En aquella oportunidad se describió una “sobrecarga de trabajo”. Pero además se advirtió que la guardia “edilicia y epidemiológicamente no está diseñada para el paciente pediátrico y por cercanías (6 metros) del contenedor de gases (oxígeno medicinal líquido), que abastece al hospital, se convierte en una situación de riesgo para el personal y los pacientes”.
Los ocho médicos firmantes remarcaron además que se encontraron con “situaciones donde debemos asistir ante la llamada de emergencias simultáneas (en la guardia y/o en el piso), con el riesgo de vida del paciente que eso implica (humana y legalmente)”.

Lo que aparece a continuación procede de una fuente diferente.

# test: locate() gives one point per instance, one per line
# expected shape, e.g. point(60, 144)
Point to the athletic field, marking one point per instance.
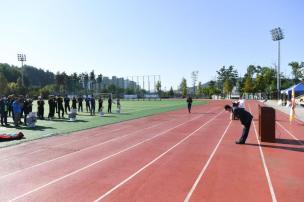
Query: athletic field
point(169, 156)
point(130, 110)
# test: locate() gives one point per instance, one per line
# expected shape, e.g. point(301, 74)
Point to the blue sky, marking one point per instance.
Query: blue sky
point(171, 38)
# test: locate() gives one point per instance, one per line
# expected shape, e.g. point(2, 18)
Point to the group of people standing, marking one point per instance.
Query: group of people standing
point(19, 107)
point(15, 106)
point(61, 105)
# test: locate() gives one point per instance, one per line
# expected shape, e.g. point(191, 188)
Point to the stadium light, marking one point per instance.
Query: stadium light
point(22, 58)
point(277, 35)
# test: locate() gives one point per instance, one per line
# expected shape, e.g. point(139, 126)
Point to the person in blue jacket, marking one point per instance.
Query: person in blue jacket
point(17, 111)
point(4, 105)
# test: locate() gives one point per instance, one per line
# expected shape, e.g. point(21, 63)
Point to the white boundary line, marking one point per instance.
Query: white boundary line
point(206, 166)
point(153, 161)
point(289, 133)
point(66, 143)
point(99, 161)
point(76, 152)
point(271, 189)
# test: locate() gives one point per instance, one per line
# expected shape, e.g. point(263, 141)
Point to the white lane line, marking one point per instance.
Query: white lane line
point(101, 160)
point(206, 166)
point(76, 152)
point(66, 143)
point(153, 161)
point(289, 133)
point(271, 189)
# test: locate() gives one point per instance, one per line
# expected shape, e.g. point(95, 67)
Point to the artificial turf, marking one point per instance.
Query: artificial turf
point(130, 110)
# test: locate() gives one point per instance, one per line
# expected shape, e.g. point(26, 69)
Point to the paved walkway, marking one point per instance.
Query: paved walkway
point(285, 109)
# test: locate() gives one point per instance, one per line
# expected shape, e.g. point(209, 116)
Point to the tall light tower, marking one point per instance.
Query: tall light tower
point(277, 35)
point(22, 58)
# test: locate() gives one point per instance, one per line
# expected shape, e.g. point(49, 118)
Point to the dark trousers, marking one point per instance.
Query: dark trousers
point(67, 107)
point(92, 111)
point(110, 108)
point(245, 132)
point(189, 108)
point(40, 112)
point(99, 107)
point(80, 107)
point(60, 109)
point(4, 118)
point(88, 107)
point(25, 115)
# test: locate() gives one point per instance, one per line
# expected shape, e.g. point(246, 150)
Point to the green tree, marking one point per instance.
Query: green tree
point(224, 74)
point(3, 84)
point(296, 71)
point(248, 85)
point(199, 91)
point(158, 87)
point(171, 92)
point(228, 87)
point(183, 87)
point(194, 76)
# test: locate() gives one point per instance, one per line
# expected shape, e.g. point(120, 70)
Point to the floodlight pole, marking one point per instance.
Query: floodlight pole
point(277, 35)
point(278, 71)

El 17 de agosto, ante la falta de respuesta de las autoridades, los profesionales enviaron otra carta al director. Donde agregaron también la falta de seguridad en el lugar y que “ante la falta de infraestructura como asimismo falta de coordinación y de medios, hace que estemos trabajando profesionalmente en condiciones que no garantizan la debida prestación como médico a los pacientes”, y advierten “ante el grave peligro de la salud de nuestros pacientes y la posibilidad de una responsabilidad, tanto civil como penal”. La última nota dirigida a Minardi fue el 29 de septiembre, donde se recuerdan las anteriores presentaciones y la falta de respuestas hasta aquí recibidas.